Shares of Hertz Global Holdings (NASDAQ: HTZ) tumbled nearly 28% on Wednesday, hitting $3.62 in midday trading, after the rental-car company warned that its second-quarter core profit would fall near the low end of its previous guidance. The sharp decline—the worst single-day percentage drop since April 2025—was driven by escalating losses from used-vehicle sales, which have pushed monthly depreciation costs to roughly $300 per unit.
Used-Car Market Weighs on Earnings
Hertz said that while fleet size, revenue, revenue per rental day, and rental days are expected to meet or slightly exceed its earlier projections, the used-car segment has become a significant drag. After posting gains in April, May saw a reversal, with losses from vehicle sales now on track to push net depreciation per unit per month to approximately $300. This metric reflects the monthly value decline of each rental car, adjusted for any gains or losses on sales.
The company now anticipates adjusted corporate EBITDA in the range of $50 million to $80 million for the second quarter. These figures are preliminary, unaudited, and subject to change as the quarter concludes. Adjusted corporate EBITDA excludes interest, taxes, depreciation, amortization, and other adjustments.
Capital Raise and Note Offering
To shore up its finances, Hertz announced that its subsidiary, Hertz Corp., plans to issue $300 million in exchangeable senior first-lien secured PIK (payment-in-kind) notes due 2030. PIK notes allow the issuer to pay interest by increasing the principal amount owed, rather than making cash payments. Proceeds from the offering may be used for general corporate purposes, including potential debt repayment.
Additionally, Hertz is launching a $100 million common stock offering through a share-lending arrangement with J.P. Morgan Securities. Under this deal, Hertz will lend shares to J.P. Morgan, which will then sell them to investors. Hertz will receive only a nominal lending fee, while J.P. Morgan or its affiliates will retain the proceeds. The borrowed shares may be sold short by note investors to hedge their positions.
Market Context and Industry Impact
The broader used-car market remains volatile. According to Cox Automotive, the Manheim Used Vehicle Value Index for mid-June showed a 0.6% seasonally adjusted increase from May, but unadjusted wholesale prices fell 0.8%. “Manheim values continue their normal pattern of declining at this time of year,” noted Jeremy Robb, chief economist at Cox Automotive.

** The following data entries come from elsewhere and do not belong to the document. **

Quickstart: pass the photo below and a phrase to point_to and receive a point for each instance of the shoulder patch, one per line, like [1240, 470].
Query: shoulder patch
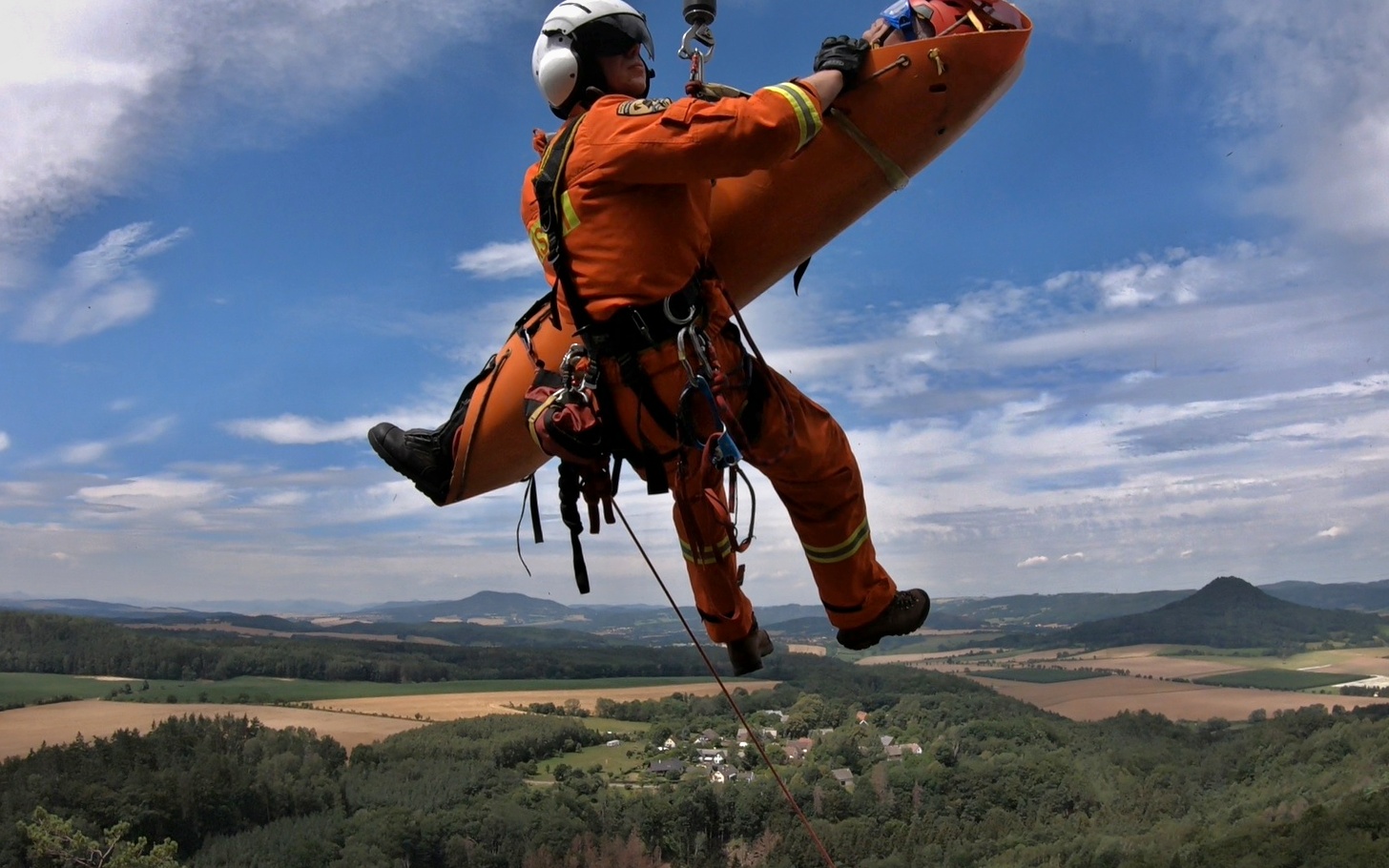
[633, 109]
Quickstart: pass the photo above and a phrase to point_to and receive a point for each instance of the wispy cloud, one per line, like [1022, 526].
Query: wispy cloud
[499, 261]
[291, 429]
[94, 91]
[99, 289]
[99, 450]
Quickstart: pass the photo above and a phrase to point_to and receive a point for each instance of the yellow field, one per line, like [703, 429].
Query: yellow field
[349, 721]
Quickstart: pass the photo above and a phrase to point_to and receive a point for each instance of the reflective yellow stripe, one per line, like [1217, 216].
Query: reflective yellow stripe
[844, 550]
[571, 217]
[806, 113]
[706, 556]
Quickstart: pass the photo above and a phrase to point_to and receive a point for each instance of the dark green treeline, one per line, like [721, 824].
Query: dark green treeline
[999, 783]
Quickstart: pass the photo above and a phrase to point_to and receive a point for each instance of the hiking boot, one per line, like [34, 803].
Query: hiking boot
[903, 615]
[416, 454]
[746, 653]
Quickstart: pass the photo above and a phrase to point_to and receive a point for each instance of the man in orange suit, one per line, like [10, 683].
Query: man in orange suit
[635, 232]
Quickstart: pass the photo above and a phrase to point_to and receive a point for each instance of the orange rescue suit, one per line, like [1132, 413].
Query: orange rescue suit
[635, 221]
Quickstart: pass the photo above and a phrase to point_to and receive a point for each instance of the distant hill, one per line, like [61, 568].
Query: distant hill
[1363, 596]
[1047, 610]
[1230, 612]
[487, 605]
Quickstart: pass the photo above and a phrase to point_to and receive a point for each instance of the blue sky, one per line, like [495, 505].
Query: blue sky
[1129, 334]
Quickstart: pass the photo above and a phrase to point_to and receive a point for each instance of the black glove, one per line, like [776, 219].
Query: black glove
[842, 54]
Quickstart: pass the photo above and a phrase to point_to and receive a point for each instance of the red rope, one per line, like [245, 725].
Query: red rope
[752, 734]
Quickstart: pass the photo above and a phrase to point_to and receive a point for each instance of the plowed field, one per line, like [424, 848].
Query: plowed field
[1100, 697]
[349, 721]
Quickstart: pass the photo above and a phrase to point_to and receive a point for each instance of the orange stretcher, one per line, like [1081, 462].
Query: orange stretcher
[913, 102]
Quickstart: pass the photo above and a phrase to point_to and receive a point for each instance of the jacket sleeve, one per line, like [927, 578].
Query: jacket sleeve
[696, 139]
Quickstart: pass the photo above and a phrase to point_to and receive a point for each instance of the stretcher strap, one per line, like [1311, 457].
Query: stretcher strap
[896, 178]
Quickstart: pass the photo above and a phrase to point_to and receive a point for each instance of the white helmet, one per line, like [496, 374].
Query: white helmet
[574, 35]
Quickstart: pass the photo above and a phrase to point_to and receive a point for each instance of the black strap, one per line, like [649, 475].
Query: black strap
[571, 486]
[549, 195]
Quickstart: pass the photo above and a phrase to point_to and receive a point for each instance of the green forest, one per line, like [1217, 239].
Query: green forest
[998, 783]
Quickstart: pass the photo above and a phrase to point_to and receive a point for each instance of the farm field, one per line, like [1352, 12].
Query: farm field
[1096, 699]
[1159, 661]
[24, 730]
[350, 721]
[477, 704]
[920, 655]
[24, 688]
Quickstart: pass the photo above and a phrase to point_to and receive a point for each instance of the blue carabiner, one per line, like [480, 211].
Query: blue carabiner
[725, 450]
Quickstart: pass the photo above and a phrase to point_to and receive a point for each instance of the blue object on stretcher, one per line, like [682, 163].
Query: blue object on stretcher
[901, 17]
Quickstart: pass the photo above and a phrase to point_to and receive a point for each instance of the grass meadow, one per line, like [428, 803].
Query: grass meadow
[24, 689]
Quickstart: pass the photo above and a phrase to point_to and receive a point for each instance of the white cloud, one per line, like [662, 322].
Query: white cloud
[99, 450]
[99, 289]
[93, 91]
[152, 495]
[499, 261]
[295, 429]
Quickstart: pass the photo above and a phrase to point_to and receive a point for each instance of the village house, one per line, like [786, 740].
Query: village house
[727, 774]
[797, 749]
[667, 767]
[710, 755]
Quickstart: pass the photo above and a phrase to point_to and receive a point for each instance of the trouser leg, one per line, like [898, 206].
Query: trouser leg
[710, 560]
[806, 456]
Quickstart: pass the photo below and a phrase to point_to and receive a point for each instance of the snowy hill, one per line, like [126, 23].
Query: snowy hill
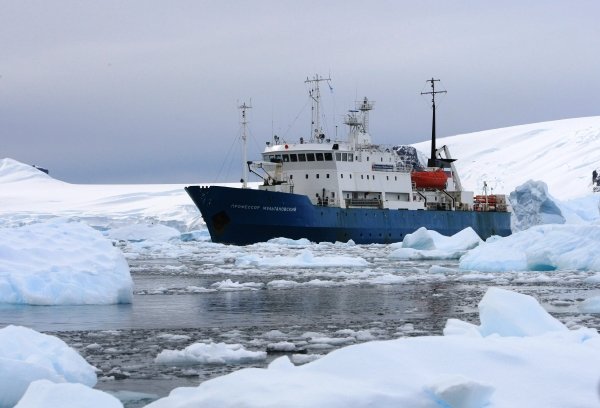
[562, 153]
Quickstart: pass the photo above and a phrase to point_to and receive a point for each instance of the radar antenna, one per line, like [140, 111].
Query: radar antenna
[243, 107]
[433, 162]
[316, 131]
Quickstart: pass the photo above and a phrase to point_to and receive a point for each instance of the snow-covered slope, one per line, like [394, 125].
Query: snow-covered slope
[562, 153]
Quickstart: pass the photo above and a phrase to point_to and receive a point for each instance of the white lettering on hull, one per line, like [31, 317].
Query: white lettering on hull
[264, 208]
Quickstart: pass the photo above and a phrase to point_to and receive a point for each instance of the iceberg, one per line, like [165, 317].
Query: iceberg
[540, 248]
[58, 262]
[26, 356]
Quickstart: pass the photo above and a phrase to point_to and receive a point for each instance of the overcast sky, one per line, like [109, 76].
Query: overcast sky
[147, 91]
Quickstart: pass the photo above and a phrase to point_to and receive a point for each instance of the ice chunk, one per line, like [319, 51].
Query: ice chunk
[590, 305]
[460, 392]
[212, 353]
[26, 356]
[532, 205]
[59, 262]
[424, 244]
[539, 248]
[44, 393]
[510, 313]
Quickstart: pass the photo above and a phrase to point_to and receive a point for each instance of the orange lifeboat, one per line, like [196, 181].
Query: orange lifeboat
[429, 179]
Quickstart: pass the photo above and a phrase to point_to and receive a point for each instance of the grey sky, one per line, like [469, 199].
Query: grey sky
[147, 91]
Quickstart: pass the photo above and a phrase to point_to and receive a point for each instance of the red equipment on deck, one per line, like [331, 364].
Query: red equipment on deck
[430, 179]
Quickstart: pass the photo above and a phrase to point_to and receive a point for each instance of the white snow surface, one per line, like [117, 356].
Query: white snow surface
[539, 248]
[520, 356]
[562, 153]
[26, 356]
[60, 262]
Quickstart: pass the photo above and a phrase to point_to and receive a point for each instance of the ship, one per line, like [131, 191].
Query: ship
[328, 190]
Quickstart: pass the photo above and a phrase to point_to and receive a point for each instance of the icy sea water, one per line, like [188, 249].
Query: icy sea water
[318, 297]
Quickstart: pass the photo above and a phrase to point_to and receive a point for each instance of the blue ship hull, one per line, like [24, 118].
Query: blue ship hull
[246, 216]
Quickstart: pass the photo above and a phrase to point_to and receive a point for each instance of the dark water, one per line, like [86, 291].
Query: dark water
[122, 341]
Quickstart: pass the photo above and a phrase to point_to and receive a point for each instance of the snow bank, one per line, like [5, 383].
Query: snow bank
[529, 360]
[44, 393]
[426, 244]
[563, 153]
[540, 248]
[59, 262]
[12, 171]
[590, 305]
[212, 353]
[532, 205]
[26, 356]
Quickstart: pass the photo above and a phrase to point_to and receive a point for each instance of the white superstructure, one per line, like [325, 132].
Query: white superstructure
[351, 173]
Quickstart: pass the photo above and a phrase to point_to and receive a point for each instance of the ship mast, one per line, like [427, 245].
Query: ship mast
[316, 131]
[243, 107]
[432, 161]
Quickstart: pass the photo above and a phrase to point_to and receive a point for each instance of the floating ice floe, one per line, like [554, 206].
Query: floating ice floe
[212, 353]
[143, 232]
[519, 356]
[590, 305]
[304, 259]
[229, 285]
[61, 263]
[539, 248]
[289, 241]
[424, 244]
[26, 356]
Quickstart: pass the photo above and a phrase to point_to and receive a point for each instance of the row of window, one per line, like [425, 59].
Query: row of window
[362, 176]
[305, 157]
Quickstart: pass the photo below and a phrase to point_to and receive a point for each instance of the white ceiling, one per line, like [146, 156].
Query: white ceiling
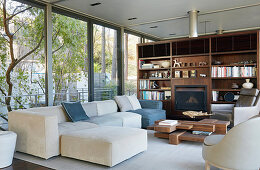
[147, 11]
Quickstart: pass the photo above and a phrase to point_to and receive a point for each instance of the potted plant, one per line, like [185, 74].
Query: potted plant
[3, 116]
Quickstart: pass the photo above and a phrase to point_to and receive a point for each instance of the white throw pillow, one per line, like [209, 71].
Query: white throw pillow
[134, 102]
[123, 103]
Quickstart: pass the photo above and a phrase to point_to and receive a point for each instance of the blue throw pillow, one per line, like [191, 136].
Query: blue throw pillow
[75, 111]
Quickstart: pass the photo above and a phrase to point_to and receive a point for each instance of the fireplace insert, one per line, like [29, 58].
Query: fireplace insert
[193, 98]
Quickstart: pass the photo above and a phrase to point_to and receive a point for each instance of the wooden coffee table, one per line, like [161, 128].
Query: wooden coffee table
[183, 130]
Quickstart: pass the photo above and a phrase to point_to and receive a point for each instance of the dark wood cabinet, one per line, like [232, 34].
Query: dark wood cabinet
[202, 56]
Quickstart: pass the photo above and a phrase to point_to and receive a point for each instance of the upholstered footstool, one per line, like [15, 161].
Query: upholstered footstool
[104, 145]
[7, 148]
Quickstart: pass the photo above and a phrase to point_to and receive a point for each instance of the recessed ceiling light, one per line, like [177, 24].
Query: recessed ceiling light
[132, 18]
[95, 4]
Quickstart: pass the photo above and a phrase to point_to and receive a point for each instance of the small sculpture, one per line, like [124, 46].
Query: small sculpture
[166, 64]
[203, 63]
[177, 64]
[248, 84]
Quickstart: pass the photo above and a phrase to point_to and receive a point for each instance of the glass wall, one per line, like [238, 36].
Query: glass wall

Hertz’s warning also weighed on rival Avis Budget Group (NASDAQ: CAR), whose shares dropped 4.1% to $182.59. The rental-car sector has been grappling with fluctuating vehicle values and changing consumer demand patterns.
Hertz reported first-quarter revenue of $2.0 billion in May, an 11% year-over-year gain, while its net loss narrowed to $333 million from $443 million a year earlier. CEO Gil West at the time highlighted “meaningful progress across revenue, asset efficiency, and unit economics.” However, the second-quarter outlook suggests headwinds persist.
Outlook and Risks
With the quarter not yet closed, Hertz cautioned that continued softness in used-car values could further pressure depreciation and cash flow through the summer. Conversely, a rebound in vehicle prices could mitigate the impact on core profitability. Investors will be closely watching for any updates as the company finalizes its second-quarter results.